What this means for teachers is that if you plan to teach ‘encounter’ as a noun, you should probably consider teaching it in contexts with these markers, probably as part of a story. This could be part of a prior reflection on words likely to arise as part of a task in a syllabus or, if you’re teaching using literature, that you might want to bring in some other materials if these collocates don’t appear (although there are also collocates with ‘casual’, ‘sexual’ and ‘thrilling’ for all you risque teachers).
Getting on to discourse prosody, which is the meanings and discourse usually associated with words, this basically has sociolinguistic implications in that how a word is used within a corpus (especially one taken at a specific time/place) tells you about the cultural values associated with that word. Again, in the BNC, if one searches for ‘elderly’ that it appears they need care, particularly health care and that they are vulnerable, which is also backed up by collocations.
For teachers, this means you might look at this word (for recycling especially) when teaching lessons based on health, or talk about health and infirmity when talking about age (and whether these should be taken as a given, of course; always question discourse!)
I haven’t had much time to play with AntConc this week because I want to make a better corpus to mess about with.
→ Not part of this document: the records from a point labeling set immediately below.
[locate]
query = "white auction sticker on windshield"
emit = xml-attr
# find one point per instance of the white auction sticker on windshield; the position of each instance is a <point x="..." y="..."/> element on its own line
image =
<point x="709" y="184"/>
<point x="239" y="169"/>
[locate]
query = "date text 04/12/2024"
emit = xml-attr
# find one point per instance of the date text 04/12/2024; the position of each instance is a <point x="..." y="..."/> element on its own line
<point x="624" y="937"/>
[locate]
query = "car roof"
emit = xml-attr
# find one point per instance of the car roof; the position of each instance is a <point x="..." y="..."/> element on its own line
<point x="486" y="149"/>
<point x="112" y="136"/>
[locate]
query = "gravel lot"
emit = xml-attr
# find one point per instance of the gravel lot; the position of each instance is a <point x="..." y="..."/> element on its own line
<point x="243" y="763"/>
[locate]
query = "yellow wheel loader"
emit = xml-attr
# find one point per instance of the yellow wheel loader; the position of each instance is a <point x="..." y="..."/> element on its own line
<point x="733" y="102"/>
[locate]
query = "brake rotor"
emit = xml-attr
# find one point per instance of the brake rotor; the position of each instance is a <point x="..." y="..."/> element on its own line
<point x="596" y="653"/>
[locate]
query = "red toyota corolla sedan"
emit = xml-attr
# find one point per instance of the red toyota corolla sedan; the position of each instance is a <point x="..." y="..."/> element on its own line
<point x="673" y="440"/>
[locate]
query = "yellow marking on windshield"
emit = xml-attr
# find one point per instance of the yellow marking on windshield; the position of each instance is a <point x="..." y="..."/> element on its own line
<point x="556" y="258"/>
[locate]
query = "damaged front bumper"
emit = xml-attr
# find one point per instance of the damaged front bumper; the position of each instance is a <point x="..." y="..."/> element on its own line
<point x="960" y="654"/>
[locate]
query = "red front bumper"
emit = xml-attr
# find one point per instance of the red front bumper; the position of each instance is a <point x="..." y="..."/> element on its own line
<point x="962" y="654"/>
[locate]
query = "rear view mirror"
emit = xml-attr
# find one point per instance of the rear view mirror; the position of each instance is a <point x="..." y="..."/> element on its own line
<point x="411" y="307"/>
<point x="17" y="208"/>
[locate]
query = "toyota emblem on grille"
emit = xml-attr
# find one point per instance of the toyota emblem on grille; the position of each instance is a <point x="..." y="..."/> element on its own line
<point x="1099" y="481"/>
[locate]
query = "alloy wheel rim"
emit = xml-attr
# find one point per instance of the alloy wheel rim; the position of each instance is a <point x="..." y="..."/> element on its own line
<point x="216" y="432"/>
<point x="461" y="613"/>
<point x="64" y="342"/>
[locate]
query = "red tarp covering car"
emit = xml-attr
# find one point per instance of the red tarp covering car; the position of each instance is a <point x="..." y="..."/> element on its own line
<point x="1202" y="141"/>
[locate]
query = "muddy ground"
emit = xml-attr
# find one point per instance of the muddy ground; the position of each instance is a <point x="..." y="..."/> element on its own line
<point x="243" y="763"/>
Still, interesting stuff.
I joined the Futurelearn/Lancaster University Corpus MOOC (Massive Open Online Course) this week to supplement the module on technology and corpus linguistics I’m studying for my MA.
So far, so good. I’ve managed to watch all of the video lectures and I’ve done a good deal of the reading. It’s just a bit of a dip of your toe in the water this week but it was useful to read about different types of corpora as well as how to read the frequency data and so on (spoiler: think of source material and how wide it is).
One thing that did come up that I wanted to reflect upon was something said in one of the lectures:
Corpora may be used by language teachers to check frequency of occurrence so they may decide to teach their learners more high-frequency items.
It sounds right but then what about sequences of acquisition? Sure, single words, especially simple nouns or verbs might be chosen, but could it be the case that some high-frequency structures are acquired later than less frequent ones? I think I have more reading to do!
The other day I had a lesson with my TOEIC class at one of the universities I teach at and we were having a vocabulary review. I decided to check knowledge of collocations by using some collocation forks and have my students check things out using COCA.
That part of the lesson worked well; after getting the students used to productive use of the corpus and reducing the number of lines, all was good. Checking things like ‘take in’ they found that it has mainly visual or cognitive stimuli that collocates.
It might have looked like my students were having a faff about on their phones but if I don’t teach them how to use a corpus in lessons, they probably won’t be able to use it without guidance at home.
I have in the past used Twitter as a corpus with students but it doesn’t work very well to give concordances all the time.
If you are interested in working with COCA, you should definitely give Mura Nava‘s Cup of COCA posts out.